Sniffer Dogs At Parklife Music Festival Sydney, 2010 / Photo: Don Arnold/Getty Images

NSW Police Taken To Court Over Controversial New Sniffer Dog Policy

The Greens are taking New South Wales Police to court, after the organisation was criticised for denying people entry to music festivals if a sniffer dog sits next to them, regardless of whether or not drugs are found on their person.

The Sniff Off collective — a collaboration between Greens MP David Shoebridge and the NSW Young Greens — is seeking an injunction against NSW Police in the Supreme Court, in an attempt to stop the police force’s plan to deny people entry to this Saturday’s Above & Beyond music festival in Sydney.

David Shoebridge, who is also The Greens’ Justice Spokesperson, says the party has received advice from legal experts that there is “a strong case to be made that the police do not have the power to do this”.

“It’s hard to see how this kind of action by police could be legal, seeing how it involves punishment in the absence of any offence,” Mr Shoebridge says.

“Drug dogs get it wrong up to 75 per cent of the time.
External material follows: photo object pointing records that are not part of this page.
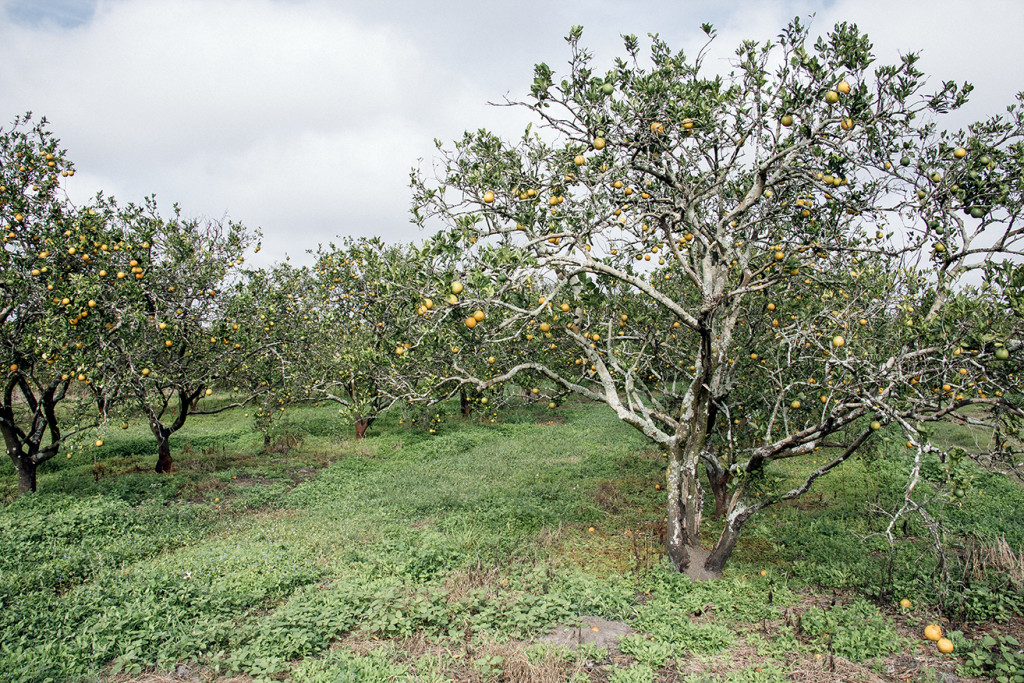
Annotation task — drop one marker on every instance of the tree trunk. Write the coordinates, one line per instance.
(719, 478)
(163, 451)
(361, 425)
(727, 542)
(26, 475)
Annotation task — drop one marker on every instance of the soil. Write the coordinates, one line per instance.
(600, 632)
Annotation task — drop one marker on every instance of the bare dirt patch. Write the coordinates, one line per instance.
(591, 630)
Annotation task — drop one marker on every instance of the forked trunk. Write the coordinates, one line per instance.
(719, 479)
(361, 425)
(163, 451)
(26, 475)
(727, 542)
(685, 508)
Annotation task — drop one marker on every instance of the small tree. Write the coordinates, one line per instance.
(48, 264)
(166, 302)
(748, 267)
(368, 310)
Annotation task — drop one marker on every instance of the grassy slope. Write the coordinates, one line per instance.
(431, 557)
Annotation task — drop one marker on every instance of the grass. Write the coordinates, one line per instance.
(407, 556)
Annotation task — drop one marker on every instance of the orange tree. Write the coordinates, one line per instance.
(368, 313)
(47, 259)
(748, 267)
(165, 297)
(271, 302)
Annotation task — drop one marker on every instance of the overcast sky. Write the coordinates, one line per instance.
(304, 117)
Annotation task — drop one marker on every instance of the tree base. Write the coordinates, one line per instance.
(695, 569)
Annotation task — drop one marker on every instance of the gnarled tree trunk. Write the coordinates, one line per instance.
(163, 435)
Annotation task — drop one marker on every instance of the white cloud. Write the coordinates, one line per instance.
(304, 117)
This is nothing more than the NSW Police punishing young people for the abject failure of their drug dog program.

“Many ticket holders have contacted Sniff Off and my office deeply concerned that the police will unlawfully steal their tickets after a false positive from a drug dog.”

Sniff Off will seek an immediate injunction in court on Friday, 8th June, and is hoping to have a number of Above & Beyond ticket-holders challenge police directly in court.

“These young people are rightly concerned the police will steal their tickets despite being searched and found to have done nothing wrong,” Mr Shoebridge says.

Figures from 2011 showed that 80 per cent of sniffer dog searches for drugs resulted in “false positives” in that year.

Music Feeds has contacted NSW Police for comment.

Above & Beyond is scheduled to take place at Sydney Showground on Saturday, 9th June.